Paillettes et rock: Carol Rich (1987)
En 1987, la Fribourgeoise Carol Rich, de son vrai nom Anne-Lyse Corpataux et originaire de la Glâne, représente la Suisse à l’Eurovision à Bruxelles avec sa chanson "Moitié, moitié". À seulement 25 ans, elle se démarque avec un morceau pop-rock, audacieux pour l’époque, bien loin des ballades classiques qu’on entendait alors au concours.
Sur scène, elle porte une robe bleue parsemée d’étoiles blanches, une veste assortie et des bottes de cowgirl dans les mêmes tons. Ses cheveux, crêpés à souhait, lui donnent une allure énergique. Elle est la dernière à passer ce soir-là, ce qui ne la rassure pas: elle attend longtemps, n’arrive pas à se concentrer, ne mange rien. Malgré tout, elle saute sur scène avec enthousiasme et se donne à fond. Elle termine à la 17e place sur 22, un peu frustrée, mais garde un bon souvenir de l’aventure: " C’était un moment incroyable, une expérience unique." Et elle reconnaît la victoire méritée du chanteur irlandais Johnny Logan.
Ce n’était pas son premier essai: trois ans plus tôt, elle avait déjà tenté de participer avec la chanson "Tokyo Boy". Même si elle n’avait pas gagné la sélection nationale, ce morceau est resté culte pour elle. "C’est là que tout a commencé. "Tokyo Boy", on l’écoute encore aujourd’hui."
Formée au Conservatoire de Fribourg, Carol Rich a étudié l’opéra, mais son rêve a toujours été de créer son propre style en mêlant le classique au moderne. Elle chante tout : schlager, pop, rock, gospel, a cappella. Après l’Eurovision, elle part à Paris, enregistre de nouveaux morceaux, et continue sa carrière malgré quelques pauses. Elle tente un retour à l’Eurovision en 1991, sans succès, mais ne quitte jamais vraiment la scène.
Aujourd’hui encore, elle se produit régulièrement.
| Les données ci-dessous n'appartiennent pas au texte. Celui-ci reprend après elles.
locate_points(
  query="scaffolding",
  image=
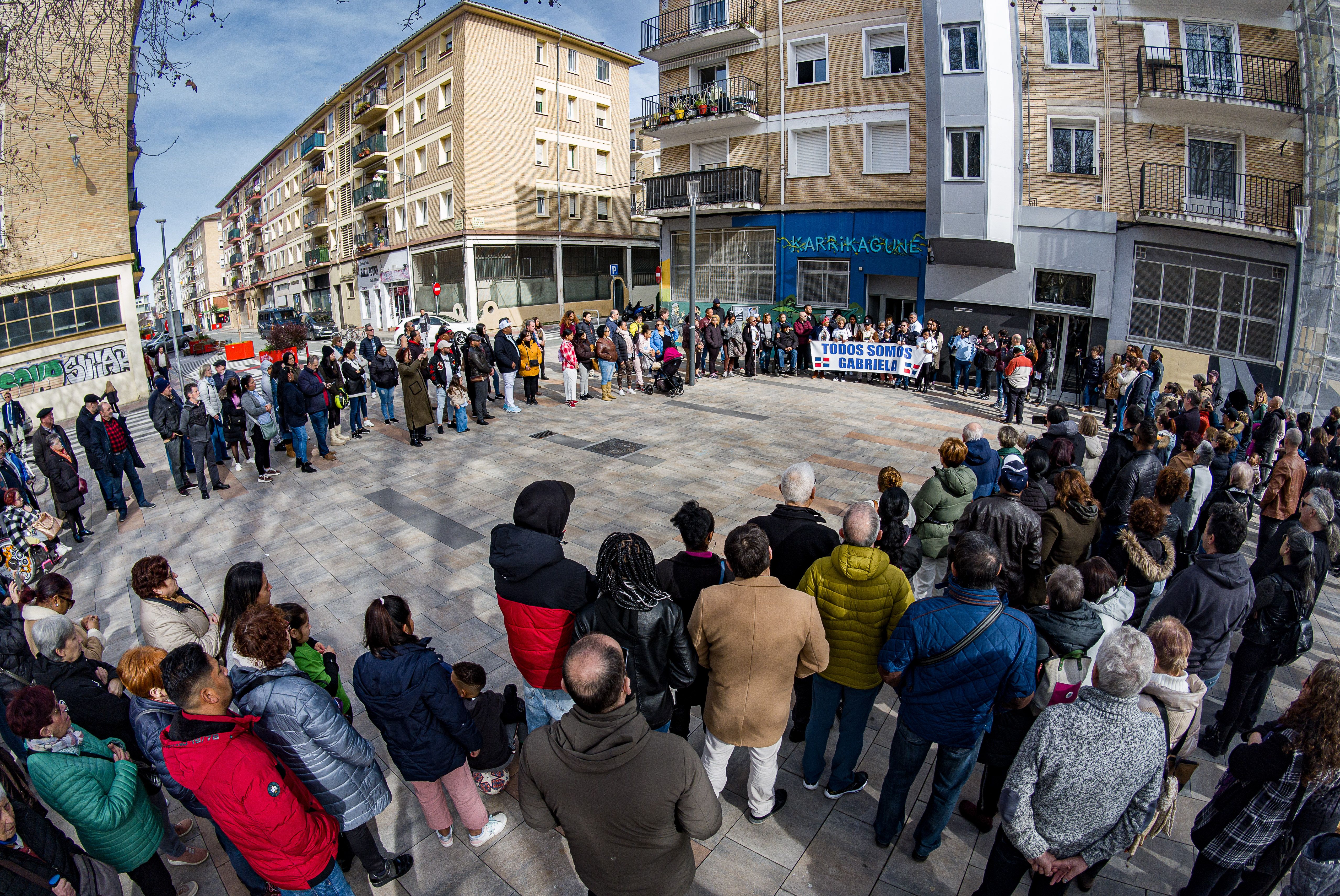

Et parmi ses fiertés, il y en a une qui sort du lot: elle a été la première femme à chanter publiquement le Ranz des Vaches.
Une voix marquante: Gjon's Tears (2021)
Quatre ans après son triomphe à Rotterdam, Gjon’s Tears revient sur la scène de l’Eurovision, cette fois en tant qu’invité lors de l’édition à Bâle. Il s’y produira aux côtés de Zoë Më, la candidate suisse de l'édition 2025. Une amie qu’il connaît depuis leur passage commun à La Gustav en 2018.
Pour Gjon’s Tears, alias Gjon Muharremaj, l’Eurovision, c’est une histoire de rêve d’enfant. À 13 ans, en zappant avec son frère et son cousin, il tombe par hasard sur le concours. Une chanteuse albanaise chante dans sa langue natale, et ce soir-là, il rêve qu’un jour, ce sera lui.
Il poursuit sa passion, participe à The Voice France, rejoint un camp de composition, et c’est là qu’il écrit "Tout l’univers", la chanson qui le propulsera au concours. Le contexte est particulier: en pleine pandémie de Covid, il aurait dû participer en 2020 avec "Répondez-moi", mais l’édition est annulée. Malgré cela, son interprétation touche l’Europe. En 2021, il termine 3ᵉ du concours, derrière Maneskin (Italie) et Barbara Pravi (France).